Q: How do I handle large model weights?
A: Use volumes (together beta jig volumes create) to upload weights once, then mount them at runtime. This is faster than including weights in the container image.
Scaling
Q: How does autoscaling work?
A: The autoscaler monitors queue depth and worker utilization. When queue backlog grows, it adds replicas. When workers are idle, it removes them (down to min_replicas).
Q: What’s the maximum number of replicas?
A: Set max_replicas in your config. The actual limit depends on your Together organization’s quota.
Q: How long does scaling take?
A: New replicas typically start within 1-2 minutes, depending on image size and model loading time.
Jobs
Q: How long can a job run?
A: Default timeout is 5 minutes (TERMINATION_GRACE_PERIOD_SECONDS, default 300s). For longer jobs, increase this value in your deployment configuration.

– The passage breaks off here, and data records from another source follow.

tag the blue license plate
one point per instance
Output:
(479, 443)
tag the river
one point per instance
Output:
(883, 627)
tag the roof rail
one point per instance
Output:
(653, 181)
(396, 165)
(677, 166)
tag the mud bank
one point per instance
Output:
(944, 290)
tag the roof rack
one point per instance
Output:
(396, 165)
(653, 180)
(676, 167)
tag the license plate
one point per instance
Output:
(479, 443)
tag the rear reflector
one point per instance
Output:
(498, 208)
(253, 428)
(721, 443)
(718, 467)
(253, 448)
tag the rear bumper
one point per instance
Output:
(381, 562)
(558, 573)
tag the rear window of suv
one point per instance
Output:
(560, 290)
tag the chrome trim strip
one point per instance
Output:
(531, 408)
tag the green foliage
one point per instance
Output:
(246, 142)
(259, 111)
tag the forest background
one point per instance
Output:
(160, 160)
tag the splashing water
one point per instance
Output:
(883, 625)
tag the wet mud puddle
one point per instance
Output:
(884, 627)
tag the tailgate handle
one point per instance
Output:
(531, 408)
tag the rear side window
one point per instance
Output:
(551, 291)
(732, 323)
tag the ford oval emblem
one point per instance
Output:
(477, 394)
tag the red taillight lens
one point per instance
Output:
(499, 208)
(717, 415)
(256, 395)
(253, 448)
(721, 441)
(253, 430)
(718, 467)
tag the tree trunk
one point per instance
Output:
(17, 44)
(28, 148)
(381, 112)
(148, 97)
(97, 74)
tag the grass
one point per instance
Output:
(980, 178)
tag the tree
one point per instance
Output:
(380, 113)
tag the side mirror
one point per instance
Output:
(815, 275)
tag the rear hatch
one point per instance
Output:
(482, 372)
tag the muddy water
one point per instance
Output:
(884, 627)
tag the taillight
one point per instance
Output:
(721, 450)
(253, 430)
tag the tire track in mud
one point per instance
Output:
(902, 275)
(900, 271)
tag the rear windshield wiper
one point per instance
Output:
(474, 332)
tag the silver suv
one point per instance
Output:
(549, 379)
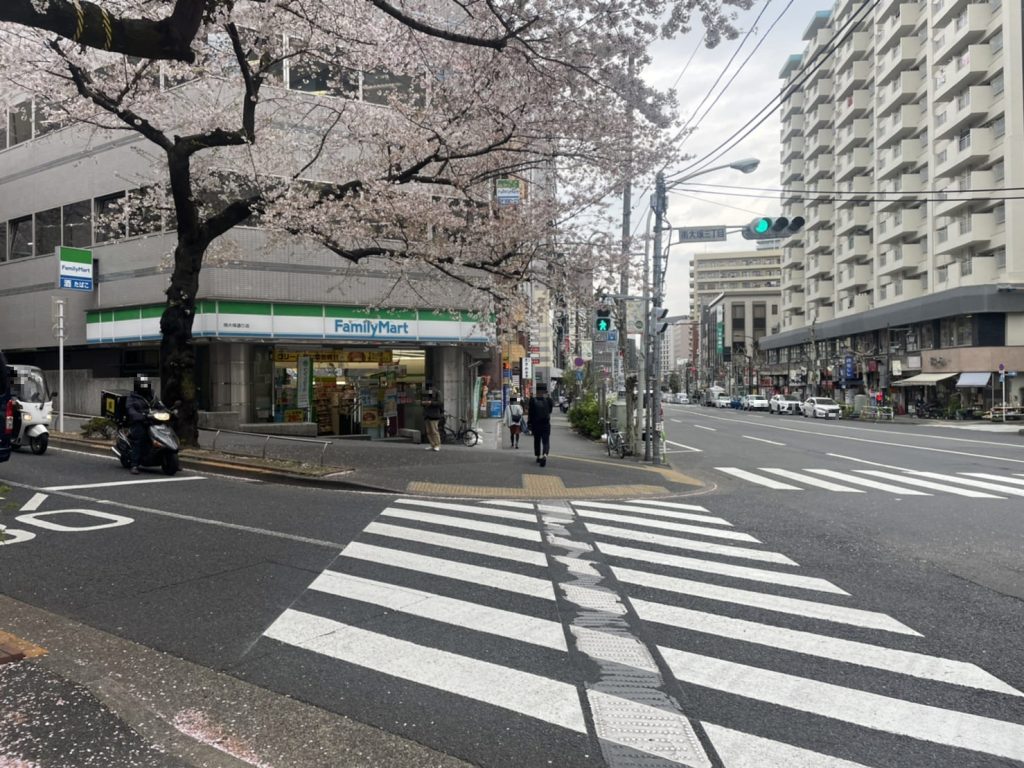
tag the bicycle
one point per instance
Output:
(614, 441)
(464, 434)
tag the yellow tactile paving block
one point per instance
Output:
(537, 486)
(12, 648)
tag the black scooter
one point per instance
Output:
(161, 445)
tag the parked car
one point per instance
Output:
(821, 408)
(755, 402)
(784, 403)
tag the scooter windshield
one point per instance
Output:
(30, 387)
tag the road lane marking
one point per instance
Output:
(816, 482)
(742, 474)
(680, 527)
(878, 485)
(548, 700)
(501, 580)
(501, 551)
(823, 646)
(677, 542)
(927, 483)
(762, 439)
(462, 522)
(764, 601)
(123, 482)
(712, 566)
(872, 711)
(464, 613)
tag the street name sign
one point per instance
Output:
(700, 233)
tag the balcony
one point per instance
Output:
(972, 230)
(854, 163)
(793, 127)
(792, 150)
(969, 69)
(898, 26)
(969, 150)
(900, 56)
(858, 217)
(964, 30)
(904, 89)
(970, 108)
(853, 105)
(905, 223)
(794, 104)
(819, 241)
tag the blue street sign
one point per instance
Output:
(77, 284)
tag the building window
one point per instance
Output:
(78, 224)
(47, 231)
(19, 237)
(110, 217)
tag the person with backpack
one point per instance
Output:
(539, 414)
(513, 420)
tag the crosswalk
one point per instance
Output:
(902, 482)
(485, 629)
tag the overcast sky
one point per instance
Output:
(755, 85)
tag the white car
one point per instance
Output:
(821, 408)
(756, 402)
(784, 403)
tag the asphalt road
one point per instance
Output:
(753, 626)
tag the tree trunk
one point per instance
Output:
(177, 354)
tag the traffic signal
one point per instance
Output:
(768, 228)
(658, 315)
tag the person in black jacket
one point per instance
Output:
(539, 415)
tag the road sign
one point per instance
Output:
(700, 233)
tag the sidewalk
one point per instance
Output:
(577, 467)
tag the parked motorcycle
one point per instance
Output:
(32, 409)
(160, 449)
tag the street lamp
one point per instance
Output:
(658, 205)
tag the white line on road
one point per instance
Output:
(742, 474)
(33, 504)
(762, 439)
(872, 711)
(846, 477)
(123, 482)
(548, 700)
(815, 481)
(823, 646)
(763, 601)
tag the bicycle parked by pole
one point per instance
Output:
(464, 434)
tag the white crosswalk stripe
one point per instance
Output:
(441, 595)
(904, 482)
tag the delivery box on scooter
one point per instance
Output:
(114, 406)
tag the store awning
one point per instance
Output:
(974, 379)
(926, 380)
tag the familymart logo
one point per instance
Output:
(372, 328)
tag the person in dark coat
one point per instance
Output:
(539, 415)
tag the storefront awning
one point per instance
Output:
(924, 380)
(974, 379)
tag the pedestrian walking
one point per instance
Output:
(433, 415)
(513, 420)
(539, 415)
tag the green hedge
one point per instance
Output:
(585, 418)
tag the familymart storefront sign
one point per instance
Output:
(236, 320)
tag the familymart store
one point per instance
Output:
(348, 370)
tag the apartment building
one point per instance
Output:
(901, 128)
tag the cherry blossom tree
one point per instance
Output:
(379, 131)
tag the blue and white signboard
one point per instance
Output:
(74, 268)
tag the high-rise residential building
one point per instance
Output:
(899, 125)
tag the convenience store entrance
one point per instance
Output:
(350, 390)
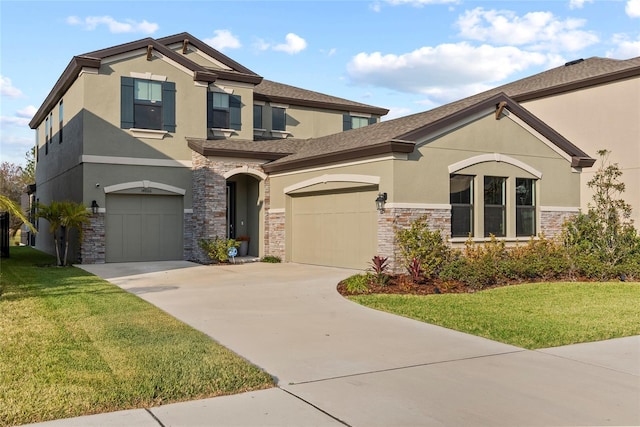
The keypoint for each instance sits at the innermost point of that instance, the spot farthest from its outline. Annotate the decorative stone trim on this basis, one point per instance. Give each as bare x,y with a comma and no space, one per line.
92,249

Q: What happens if a job fails?
A: The job status is set to “failed” with error details. The worker remains healthy and continues processing other jobs.
Q: Can I retry failed jobs?
A: Resubmit the job with the same payload. Automatic retry is not currently supported.
Billing
Q: How am I billed?
A: You’re billed for GPU-hours while replicas are running. Scale to zero (min_replicas = 0) when not in use to minimize costs.
Q: Are there costs for the queue?
A: Queue usage is included. You’re only billed for compute (running replicas).